Senate Support Ramps Up For Hemp Farming Act Of 2018

Senators Mark Warner and Tim Kaine
Senators Tim Kaine (Left) and Mark Warner (Right)

In the USA, another two Senators have added their names to the list of cosponsors of  a bipartisan bill for the Hemp Farming Act Of 2018.

The bill was introduced by U.S. Senate Majority Leader Mitch McConnell in April and seeks to legalise industrial hemp at a federal level, see it classified an agricultural commodity and removed from Schedule I of the Controlled Substances Act.

The Act was subsequently backed by a number of Senators, including Republican congressman Glenn Grothman and U.S. Senate Minority Leader Charles E. Schumer.

The latest Senators to lend their support are Mark Warner and Tim Kaine, both from Virginia – a state that previously had a long history with the crop and which brought early wealth to it.

Advertisement
Hemp Protein

“The American agricultural industry should not be held back by outdated restrictions on hemp production that prevent us from creating more jobs and growing our economy,” said Senator Warner. “This bipartisan bill will help Virginia farmers, manufacturers and small businesses benefit from the economic growth we have seen in this industry.”

Senator Kaine is equally enthusiastic at the prospect of industrial hemp properly re-establishing itself in his state.

“Hemp was grown in Virginia by Thomas Jefferson, and research and input from Virginia agricultural stakeholders, agricultural scientists at JMU and Virginia Tech, and economic development leaders like the Tobacco Commission have shown that it is safe and holds economic promise for rural Virginia,” said Senator Kaine. “I’m satisfied that this bill takes sensible steps to address law enforcement concerns and, in turn, that it makes sense to remove industrial hemp from the federal controlled substance list.”

With the addition of Senators Warner and Kaine, Hemp Farming Act of 2018 will have 47 cosponsors – closing in on a majority (there are 100 senators in the USA).

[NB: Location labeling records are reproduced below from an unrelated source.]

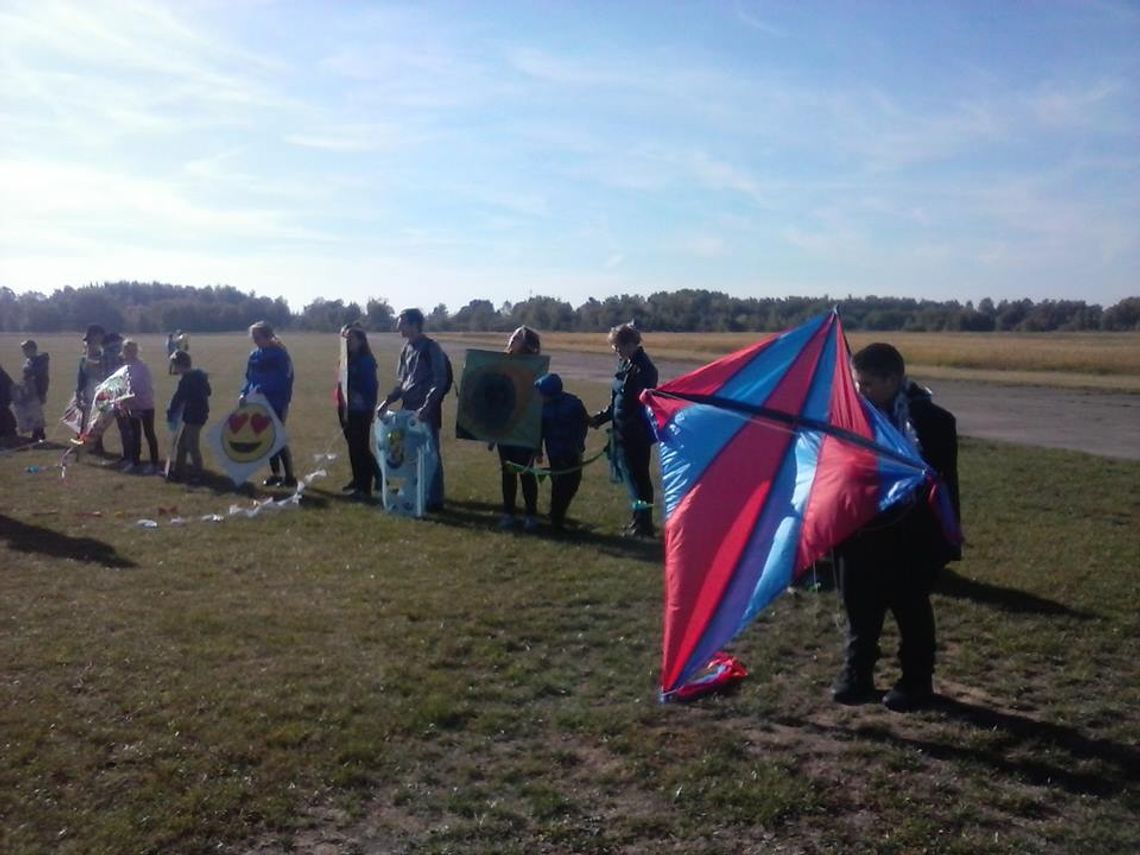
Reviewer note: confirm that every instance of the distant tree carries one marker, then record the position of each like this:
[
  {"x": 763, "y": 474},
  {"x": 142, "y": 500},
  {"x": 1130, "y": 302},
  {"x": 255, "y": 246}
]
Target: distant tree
[{"x": 1123, "y": 316}]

Up until recently in Virginia, industrial hemp could only grown for research purposes by universities, in line with the federal 2014 Farm Bill. However, last month legislation was signed into law allowing Virginians to grow or process industrial hemp without being a participant in a research program managed by an institution of higher education.  The amendments to the Virginia Industrial Hemp Law come into effect on July 1, 2018.

Last year, less than 100 acres of hemp was grown in the state.